Some people (like Noam Chomsky) dismissed the NYT as a corporate pawn long ago. I have to admit I read it daily and still take it seriously. However, the piece on Al Gore today is such a hack job that I'm questioning my own naivete. They appear to be going out of their way to confuse the issue and undermine Gore's credibility. I won't go into all the details -- RealClimate and Grist do a good job that. But here's the Letter to the Editor that I sent to the Times:
To the editors,
If you're going to weigh in on Al Gore's scientific accuracy, for heaven's sake, get your facts right. William Broad's March 13 article "From a Rapt Audience, a Call to Cool the Hype" repeats a naive error that's being used to undermine Gore's credibility and further confuse the public.

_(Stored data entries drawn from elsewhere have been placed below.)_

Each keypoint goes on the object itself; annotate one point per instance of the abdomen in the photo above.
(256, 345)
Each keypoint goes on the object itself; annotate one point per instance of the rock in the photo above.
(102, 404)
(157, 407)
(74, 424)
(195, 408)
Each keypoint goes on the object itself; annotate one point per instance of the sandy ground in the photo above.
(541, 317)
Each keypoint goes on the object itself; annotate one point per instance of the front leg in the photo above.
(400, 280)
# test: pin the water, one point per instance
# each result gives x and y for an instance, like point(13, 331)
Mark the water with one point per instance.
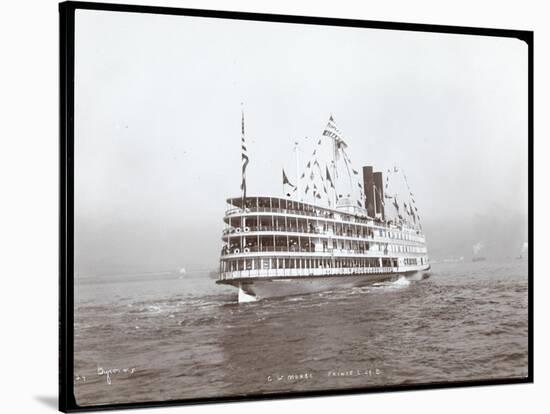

Broad states that the latest IPCC report has lowered its estimate of future sea level rise, apparently exposing Gore as a "shrill alarmist". This is dead wrong. The reason for the lower estimate is that the IPCC report now excludes the full effects of ice sheet melting -- because we don't understand it well enough. And that's mainly because Greenland is melting faster than anyone had expected. What they're saying is not, "Sea level rise is going to be less than we thought." They're saying, "We just can't predict what the ice sheets are going to do."
Still think that, as Broad bizarrely concludes, the IPCC portrays climate change as a "slow-motion process"? The IPCC estimates that under a business-as-usual scenario global temperature will rise over 7 degrees F by 2100. That's more than half a degree per decade.